Pea Shoots Gaining Popularity


Quick exposure to heat with a bit of olive oil and garlic does the trick.

Burma Superstar’s wok-tossed pea shoots serve as a fine complement to curries and noodles.

If you frequent Chinese restaurants, you may be hip to dòu miáo, also known as pea shoots.

These delicate winter-spring greens are a staple side in Chinese diets but haven’t yet significantly penetrated a more mainstream audience, said Josh Assink, operations manager for the Urban Village Farmers’ Market Association, which runs 10 markets in the South and East Bay. The shoots are mostly available in Asian markets and some Bay Area farmers markets, Assink said. “As part of my job, I’ve become more familiar with them and have been more than happy to incorporate them into my culinary repertoire,” he said. “They’re delicious.”

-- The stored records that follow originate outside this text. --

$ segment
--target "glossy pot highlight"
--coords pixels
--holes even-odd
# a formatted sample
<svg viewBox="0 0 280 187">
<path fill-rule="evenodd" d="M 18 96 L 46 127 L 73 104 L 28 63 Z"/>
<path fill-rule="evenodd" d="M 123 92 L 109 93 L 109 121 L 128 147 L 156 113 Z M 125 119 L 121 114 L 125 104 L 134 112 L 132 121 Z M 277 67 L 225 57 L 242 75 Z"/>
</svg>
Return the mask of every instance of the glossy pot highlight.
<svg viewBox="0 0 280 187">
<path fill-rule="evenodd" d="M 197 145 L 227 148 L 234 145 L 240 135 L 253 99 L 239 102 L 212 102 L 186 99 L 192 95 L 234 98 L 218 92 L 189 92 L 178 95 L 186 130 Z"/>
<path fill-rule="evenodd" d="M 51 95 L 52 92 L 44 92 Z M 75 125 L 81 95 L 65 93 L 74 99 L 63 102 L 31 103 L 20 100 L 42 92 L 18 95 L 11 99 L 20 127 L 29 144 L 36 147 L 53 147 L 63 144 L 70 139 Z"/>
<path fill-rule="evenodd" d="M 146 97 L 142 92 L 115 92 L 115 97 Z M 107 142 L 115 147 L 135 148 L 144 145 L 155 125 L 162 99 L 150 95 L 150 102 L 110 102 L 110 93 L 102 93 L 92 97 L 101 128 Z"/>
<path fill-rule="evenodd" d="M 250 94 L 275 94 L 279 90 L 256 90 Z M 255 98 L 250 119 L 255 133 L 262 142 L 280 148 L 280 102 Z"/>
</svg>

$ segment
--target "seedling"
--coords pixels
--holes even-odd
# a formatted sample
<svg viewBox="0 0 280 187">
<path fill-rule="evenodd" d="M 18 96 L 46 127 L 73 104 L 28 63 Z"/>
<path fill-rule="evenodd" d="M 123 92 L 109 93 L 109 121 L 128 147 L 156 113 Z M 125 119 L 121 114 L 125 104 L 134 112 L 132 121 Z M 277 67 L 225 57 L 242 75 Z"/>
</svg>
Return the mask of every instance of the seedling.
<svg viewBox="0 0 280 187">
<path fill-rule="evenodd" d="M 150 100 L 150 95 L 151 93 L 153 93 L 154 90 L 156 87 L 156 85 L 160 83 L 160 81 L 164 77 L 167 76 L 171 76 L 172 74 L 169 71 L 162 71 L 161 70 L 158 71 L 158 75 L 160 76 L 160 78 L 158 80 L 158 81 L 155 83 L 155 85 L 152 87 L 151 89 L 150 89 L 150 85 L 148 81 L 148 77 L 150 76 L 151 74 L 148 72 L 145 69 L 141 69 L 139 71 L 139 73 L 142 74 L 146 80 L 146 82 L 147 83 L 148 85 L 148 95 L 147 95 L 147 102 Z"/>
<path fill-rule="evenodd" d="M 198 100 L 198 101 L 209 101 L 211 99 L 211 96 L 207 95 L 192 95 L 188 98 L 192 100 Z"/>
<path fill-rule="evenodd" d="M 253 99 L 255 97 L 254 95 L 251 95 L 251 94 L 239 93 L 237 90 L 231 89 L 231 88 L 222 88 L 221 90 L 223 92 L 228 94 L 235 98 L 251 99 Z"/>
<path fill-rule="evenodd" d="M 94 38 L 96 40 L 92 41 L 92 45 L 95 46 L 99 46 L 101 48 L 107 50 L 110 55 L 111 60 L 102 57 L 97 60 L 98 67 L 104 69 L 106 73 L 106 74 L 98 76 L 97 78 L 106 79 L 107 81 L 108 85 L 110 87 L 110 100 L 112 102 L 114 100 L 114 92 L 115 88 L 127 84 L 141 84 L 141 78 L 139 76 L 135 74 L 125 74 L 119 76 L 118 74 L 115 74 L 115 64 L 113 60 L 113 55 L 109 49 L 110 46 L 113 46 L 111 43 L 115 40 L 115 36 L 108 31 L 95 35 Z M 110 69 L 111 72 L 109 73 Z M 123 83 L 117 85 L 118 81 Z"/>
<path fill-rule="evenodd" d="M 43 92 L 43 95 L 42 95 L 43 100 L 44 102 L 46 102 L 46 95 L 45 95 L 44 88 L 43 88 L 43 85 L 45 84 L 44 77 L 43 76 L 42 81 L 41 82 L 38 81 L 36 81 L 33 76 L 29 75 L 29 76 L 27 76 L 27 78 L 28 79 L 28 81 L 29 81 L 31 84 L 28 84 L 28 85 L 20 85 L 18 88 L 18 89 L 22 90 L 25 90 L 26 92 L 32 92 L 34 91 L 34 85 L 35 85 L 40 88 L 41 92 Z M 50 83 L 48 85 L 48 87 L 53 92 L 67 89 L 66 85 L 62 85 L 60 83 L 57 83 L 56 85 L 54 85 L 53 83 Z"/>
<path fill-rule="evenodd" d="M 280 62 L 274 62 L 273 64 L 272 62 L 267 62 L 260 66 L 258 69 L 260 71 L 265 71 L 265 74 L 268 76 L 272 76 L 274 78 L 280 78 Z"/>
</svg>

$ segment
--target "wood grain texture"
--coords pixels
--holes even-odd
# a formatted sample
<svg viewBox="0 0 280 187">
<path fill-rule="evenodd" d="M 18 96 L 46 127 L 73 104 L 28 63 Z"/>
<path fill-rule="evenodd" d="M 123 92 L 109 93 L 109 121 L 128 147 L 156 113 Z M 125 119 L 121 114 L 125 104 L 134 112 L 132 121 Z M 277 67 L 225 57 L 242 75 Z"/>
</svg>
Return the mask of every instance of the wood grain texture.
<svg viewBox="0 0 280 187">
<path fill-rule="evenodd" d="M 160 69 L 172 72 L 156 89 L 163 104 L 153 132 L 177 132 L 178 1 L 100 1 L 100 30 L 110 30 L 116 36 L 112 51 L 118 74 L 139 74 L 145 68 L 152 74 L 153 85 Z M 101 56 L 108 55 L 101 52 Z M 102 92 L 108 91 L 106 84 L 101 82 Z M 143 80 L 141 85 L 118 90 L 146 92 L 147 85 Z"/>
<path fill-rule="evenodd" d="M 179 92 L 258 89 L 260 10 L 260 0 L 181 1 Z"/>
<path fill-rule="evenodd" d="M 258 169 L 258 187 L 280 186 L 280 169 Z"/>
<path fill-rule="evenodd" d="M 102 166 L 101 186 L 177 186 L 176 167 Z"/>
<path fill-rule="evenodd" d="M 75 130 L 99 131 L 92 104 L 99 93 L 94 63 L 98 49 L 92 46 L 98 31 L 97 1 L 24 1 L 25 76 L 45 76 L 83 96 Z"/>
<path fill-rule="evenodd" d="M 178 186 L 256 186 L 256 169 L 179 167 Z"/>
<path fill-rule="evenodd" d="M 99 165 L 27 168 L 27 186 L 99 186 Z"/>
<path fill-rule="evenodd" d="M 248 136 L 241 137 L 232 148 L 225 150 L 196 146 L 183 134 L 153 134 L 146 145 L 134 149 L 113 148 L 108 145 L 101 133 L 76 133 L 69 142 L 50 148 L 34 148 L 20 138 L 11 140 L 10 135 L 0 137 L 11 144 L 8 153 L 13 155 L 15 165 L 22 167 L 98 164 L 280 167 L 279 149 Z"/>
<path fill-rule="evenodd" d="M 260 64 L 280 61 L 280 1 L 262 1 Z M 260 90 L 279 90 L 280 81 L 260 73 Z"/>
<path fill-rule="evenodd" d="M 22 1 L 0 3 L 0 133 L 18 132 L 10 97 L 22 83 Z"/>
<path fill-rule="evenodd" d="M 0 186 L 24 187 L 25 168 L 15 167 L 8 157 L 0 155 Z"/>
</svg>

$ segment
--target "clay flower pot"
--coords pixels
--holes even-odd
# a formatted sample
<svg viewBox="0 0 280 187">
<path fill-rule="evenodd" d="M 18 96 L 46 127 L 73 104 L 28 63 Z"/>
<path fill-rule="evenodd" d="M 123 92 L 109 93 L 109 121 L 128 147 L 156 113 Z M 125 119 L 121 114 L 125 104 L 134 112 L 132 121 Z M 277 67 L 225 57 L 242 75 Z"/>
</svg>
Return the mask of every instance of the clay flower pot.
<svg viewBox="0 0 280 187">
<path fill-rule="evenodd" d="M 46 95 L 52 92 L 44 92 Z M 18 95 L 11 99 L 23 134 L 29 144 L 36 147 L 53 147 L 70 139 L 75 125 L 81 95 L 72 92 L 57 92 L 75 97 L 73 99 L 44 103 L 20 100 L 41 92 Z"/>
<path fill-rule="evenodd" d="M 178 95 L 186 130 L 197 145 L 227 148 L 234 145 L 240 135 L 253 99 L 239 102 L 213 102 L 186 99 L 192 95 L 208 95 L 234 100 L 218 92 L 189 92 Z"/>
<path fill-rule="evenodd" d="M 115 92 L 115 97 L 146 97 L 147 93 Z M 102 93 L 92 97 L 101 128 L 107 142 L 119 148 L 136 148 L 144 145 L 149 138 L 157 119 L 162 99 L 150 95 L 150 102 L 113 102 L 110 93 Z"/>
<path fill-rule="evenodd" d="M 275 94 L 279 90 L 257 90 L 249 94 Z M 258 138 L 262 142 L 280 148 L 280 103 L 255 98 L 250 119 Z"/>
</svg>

Harvested from snow, sugar snap, and shelling peas, pea shoots comprise the tender growing shoots, leaves, and tendrils that sprout from the ends of pea vines around two to four weeks into the plant’s life cycle. Assink equates the flavor and texture most closely to leafy greens like chard or spinach but with an even more vibrant taste thanks to their being picked so early.

Apart from the taste, Assink makes the case that there are ecological and sustainable reasons to explore pea shoots.

“It’s a great exercise in full-plant utilization,” he said.

Locally grown pea shoots are generally available in the Bay Area from January through May. Many farmers markets carry them, but some have more variety than others. For instance, Assink said that only one vender in UVMFA’s Sunday Temescal market offers pea shoots, whereas upwards of 10 venders sell them on Fridays in Old Oakland, which is a stone’s throw from Oakland’s Chinatown and its denser Asian demographic.

When picking them out, choose ones with leaves and stems that look fresh and crisp. As for preparing them, pea shoots can be eaten raw. But at least in Asian restaurants, you’ll most often see them sautéed. The key there, said Assink, is to not cook them for too long and keep the recipe simple.

That’s the approach at Burma Superstar, where owner Desmond Tan offers Chinese-style wok-tossed pea shoots as a light, refreshing side dish to complement the richer curries and noodle dishes at his popular restaurants. It’s one of many recipes available in Burma Superstar’s cookbook, Addictive Recipes From the Crossroads of Asia, released last spring.

Wok-tossed Pea Shoots at Burma Superstar

(Serves 2 to 4 as a side dish)


2 tablespoons canola oil

3 cloves garlic, thinly sliced

8 ounces pea shoots, chopped into 2- to 3-inch pieces (about 8 packed cups)

1 small dried chile, broken in half (or a bunch of dried chile flakes)

1 tablespoon rice wine (optional)

1 teaspoon salt


In a large wok or pot, heat the oil over medium heat. Swirl the oil in the wok and add the garlic. Stir-fry until lightly golden and fragrant, about 20 seconds. Turn off the heat, use a slotted spoon to remove the garlic from the wok, and set the garlic aside. Leave the oil in the wok.

Heat the wok over high heat and add the pea shoots, chile, and wine. Stir-fry, stirring constantly, until the leaves have wilted but the stems are still crisp, or about 1 minute. Return the garlic to the wok and toss to coat. Season with salt.